I told Sabine all of this, not long after we first met. She seemed the type of person who would not be overly disturbed. She sighed and kissed my cheek. “If you say so, Matt.”
I waved away her incredulous expression, pretended the point was moot, “I mean, no matter what happened to her, wherever she died, she’ll be a skeleton by now anyway.”
“That’s all very well,” she said. “But what if she’s still alive?”
Chapter Twelve |
When the police stopped looking for Heather I found someone who would continue the search, albeit with a slightly different approach. No-one knew what Gloria did. I explained her away as an old friend, a colleague of Heather’s that I’d kept in touch with. Moral support in a thin disguise. People talked - moving onto the next one so soon after she was gone? But it wasn’t anything romantic at first, just desperation. It was only after Alex was born that things became adulterous, but if Lydia ever suspected what I did with Gloria she was only half right. She would have laughed at the real reason for our monthly meetings at Gloria’s mousehole of a flat.
I found her number in the Yellow Pages a few weeks after they finished investigating me for bodies under the patio and motives for violence, after they dropped Heather’s case like a punctured ball, after the solicitor told me that I could officially mark her down as deceased and cash in on the life insurance. Gloria listened to my garbled explanation on the phone and said, “Come and see me tomorrow.”
I fall into tomorrow with a click of the knees and a lightness that reminds me how skinny I became after Heather left, as if my bones might break into little pieces at the slightest knock. I stand outside Gloria’s place under a black, wet sky that looks about to collapse. If I hadn’t known it was there I might have walked right past it. Her flat barely fits in between a bookies and a laundrette. The building is covered with scaffolding that seemed to have always been part of the structure, though I never saw anyone working on it. Visiting Gloria feels more like coming home than returning to my own ghosted house.
She lets me in by the peeling, warped side door and nods unsmilingly when I tell her who I am, why I’m here. I expected more showmanship. She lacks a certain flamboyance that I thought was a prerequisite; she is almost disturbingly unassuming, standing there in leggings and a cardigan that reaches her knees, neatly brushed hair curling under her chin, the smell of a casserole snaking down the communal stairs behind her. She leads me up to her flat, aiming a gentle nudging kick at a slow old dog attempting to escape the front door, and tells me to wait in the living room while she turns off the cooker. This, at least, is slightly more appropriate: lamps draped with silk scarves, a hazardous amount of candles, a cloud of incense and a red light bulb that smooths the grooves in our skin and dilates our pupils to monstrous size.

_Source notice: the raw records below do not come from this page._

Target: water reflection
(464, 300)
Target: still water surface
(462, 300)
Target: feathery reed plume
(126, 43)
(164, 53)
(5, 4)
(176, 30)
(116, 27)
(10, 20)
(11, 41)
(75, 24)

I remain standing in the doorway until she pokes me with a knitting needle to move further into the room. I take a seat on the sofa beneath a four-foot fish tank that appears to be empty, but into which she sprinkles a pinch of fish flakes, reaching over my head on bare tiptoes, brushing against the side of my head with her armpit. She lays a ball of wool and her needles on the back of an armchair and settles into it, resting her head on the knitting with a guttural sigh. “Peter,” she murmurs, “I don’t have much for you, but you want to give me your money anyway, don’t you?”